13 janvier 2016

Dictionnaire bilingue du Droit de la Régulation et de la Compliance

Juridictionnalisation de la régulation

par Marie-Anne Frison-Roche

Les décisions juridictionnelles sont désormais très importantes dans les systèmes de régulation, par exemple l’arrêt Oury de 1999, rendu par la Cour de Cassation présidée par le Premier Président Guy Canivet. Il faut désormais compter avec le juge, avec les procès, avec les avocats. Cette juridicisation de la régulation a entraîné une juridictionnalisation de celle-ci, c'est-à-dire un comportement propre au juge qui s’est propagé à l’ensemble du système.

En effet, non seulement les procès en eux-mêmes sont devenus des éléments essentiels dans les stratégies des opérateurs et leurs anticipations schématisées par la théorie des jeux, mais encore les Autorités de régulation, alors même qu’il ne s’agit que d’autorités administratives, se comportent désormais comme des tribunaux.

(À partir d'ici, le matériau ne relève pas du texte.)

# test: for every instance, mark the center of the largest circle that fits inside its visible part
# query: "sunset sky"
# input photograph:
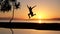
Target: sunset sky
(45, 9)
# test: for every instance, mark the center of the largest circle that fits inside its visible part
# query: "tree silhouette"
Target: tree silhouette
(5, 6)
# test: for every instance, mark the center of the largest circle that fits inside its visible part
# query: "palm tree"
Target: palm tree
(15, 5)
(6, 7)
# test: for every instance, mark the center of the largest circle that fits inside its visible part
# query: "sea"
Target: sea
(33, 21)
(29, 31)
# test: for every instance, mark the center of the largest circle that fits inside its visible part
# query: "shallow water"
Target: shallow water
(27, 31)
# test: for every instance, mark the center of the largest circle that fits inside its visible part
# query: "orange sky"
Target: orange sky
(45, 9)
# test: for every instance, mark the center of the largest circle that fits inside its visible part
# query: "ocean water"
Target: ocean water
(29, 31)
(34, 21)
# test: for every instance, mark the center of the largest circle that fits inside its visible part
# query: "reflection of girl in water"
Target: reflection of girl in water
(30, 10)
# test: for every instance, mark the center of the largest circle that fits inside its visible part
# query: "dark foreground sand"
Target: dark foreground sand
(37, 26)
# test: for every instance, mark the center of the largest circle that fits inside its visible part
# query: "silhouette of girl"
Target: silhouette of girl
(30, 10)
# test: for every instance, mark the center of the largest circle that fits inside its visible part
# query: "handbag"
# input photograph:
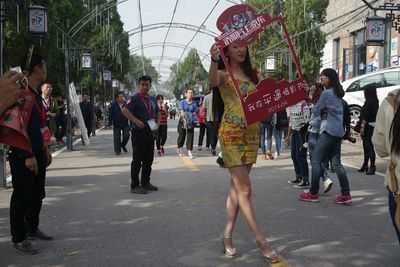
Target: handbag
(357, 127)
(395, 191)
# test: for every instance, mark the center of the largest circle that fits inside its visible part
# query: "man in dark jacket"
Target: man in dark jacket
(28, 168)
(120, 123)
(87, 114)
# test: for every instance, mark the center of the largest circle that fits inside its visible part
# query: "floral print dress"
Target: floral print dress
(239, 143)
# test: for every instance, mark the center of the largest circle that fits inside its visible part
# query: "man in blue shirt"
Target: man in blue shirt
(143, 112)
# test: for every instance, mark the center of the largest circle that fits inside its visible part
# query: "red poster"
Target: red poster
(241, 25)
(14, 121)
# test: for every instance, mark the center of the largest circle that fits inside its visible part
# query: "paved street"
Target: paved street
(96, 221)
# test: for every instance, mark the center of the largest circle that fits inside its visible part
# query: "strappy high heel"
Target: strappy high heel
(271, 257)
(228, 251)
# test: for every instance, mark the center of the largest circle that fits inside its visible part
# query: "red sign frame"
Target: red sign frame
(241, 26)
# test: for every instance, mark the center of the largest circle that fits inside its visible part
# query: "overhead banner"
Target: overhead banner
(241, 25)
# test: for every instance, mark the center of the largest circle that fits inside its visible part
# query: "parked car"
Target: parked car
(386, 80)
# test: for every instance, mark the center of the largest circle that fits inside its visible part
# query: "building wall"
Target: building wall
(345, 49)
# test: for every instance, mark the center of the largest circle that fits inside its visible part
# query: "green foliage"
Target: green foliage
(101, 33)
(308, 44)
(188, 74)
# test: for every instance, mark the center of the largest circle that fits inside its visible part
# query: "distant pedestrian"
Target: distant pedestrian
(142, 110)
(163, 128)
(28, 169)
(367, 118)
(50, 107)
(61, 120)
(386, 139)
(330, 108)
(208, 114)
(203, 131)
(87, 113)
(120, 124)
(188, 112)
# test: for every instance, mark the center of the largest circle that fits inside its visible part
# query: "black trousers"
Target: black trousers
(213, 134)
(204, 131)
(182, 136)
(143, 156)
(161, 136)
(368, 147)
(27, 196)
(117, 137)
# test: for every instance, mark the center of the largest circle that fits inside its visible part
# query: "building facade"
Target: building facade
(346, 49)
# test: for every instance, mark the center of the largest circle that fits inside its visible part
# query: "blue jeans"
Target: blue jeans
(278, 140)
(263, 127)
(328, 147)
(299, 156)
(392, 210)
(312, 143)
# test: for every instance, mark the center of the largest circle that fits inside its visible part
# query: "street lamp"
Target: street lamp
(37, 21)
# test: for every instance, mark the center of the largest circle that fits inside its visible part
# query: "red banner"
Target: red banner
(14, 121)
(241, 25)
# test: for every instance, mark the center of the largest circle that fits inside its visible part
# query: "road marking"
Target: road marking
(189, 163)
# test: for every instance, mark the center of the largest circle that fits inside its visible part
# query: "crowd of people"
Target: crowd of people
(315, 128)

Cette juridictionnalisation des régulateurs, notamment la nécessité pour eux de respecter les droits de la défense et le principe du contradictoire, a été obtenue par la force et la puissance de l’Europe et les condamnations multiples par le juge du recours en cas de violation par le régulateur des garanties fondamentales de procédure, car on est passé d’une culture unilatérale d’administration centrale à une culture procédurale de dialogues contradictoires entre des parties et leur juge.

Cette juridictionnalisation, qui nous rapproche d’un système de common law, a son prix: le ralentissement des prises de décisions par le régulateur, alors même que la régulation se fait parfois dans l’urgence. C’est pourquoi notamment les banques centrales ou le FMI, qui ne participent pas à ce phénomène de juridictionnalisation, sont aujourd’hui dans les schémas imaginés privilégiés par rapport aux régulateurs financiers, parfois embourbés dans la procédure.